Geen grenzen De gedachte dat liefde geen grenzen kent klopt (hoewel van echte liefde vaak ook geen sprake is bij de categorie gezinsmigranten). Maar dit mag natuurlijk niet betekenen dat het (in lijn met genoemd WRR advies) min of meer vanzelfsprekend wordt gevonden dat Nederland het vestigingsland moet zijn voor nieuwe (of bestaande) koppels. Als een hier woonachtige Marokkaanse man een Marokkaanse vrouw naar Nederland wil halen en beide partners de Nederlandse taal niet beheersen en geen economische of culturele binding hebben met ons land, is het zeer goed verdedigbaar om te stellen dat niet Nederland maar Marokko het meest aangewezen vestigingsland is.

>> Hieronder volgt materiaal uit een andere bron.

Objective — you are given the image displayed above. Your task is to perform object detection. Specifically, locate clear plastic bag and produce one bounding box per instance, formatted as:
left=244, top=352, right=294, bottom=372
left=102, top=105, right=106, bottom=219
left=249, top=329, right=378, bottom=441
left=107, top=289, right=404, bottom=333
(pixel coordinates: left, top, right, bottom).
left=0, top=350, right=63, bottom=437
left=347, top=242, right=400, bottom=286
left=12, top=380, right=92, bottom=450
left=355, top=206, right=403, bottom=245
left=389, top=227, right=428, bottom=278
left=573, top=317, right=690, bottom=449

Het is hoog tijd om dit soort realiteitszin een plaats te geven in ons toelatingsbeleid. Het is hoog tijd om aan de noodrem te trekken om de voortgaande massa- immigratie van gezinsmigranten stevig in te perken. Gelukkig heeft de PVV met VVD en CDA afgesproken om dat eindelijk te doen in de vorm van een stevig pakket maatregelen. De gezinsmigratie krijgt nu eindelijk de aandacht en de maatregelen- die het verdient. Vandaag gaat de Kamer voor het eerst met Gerd Leers in gesprek over dit belangrijke onderdeel van het toelatingsbeleid.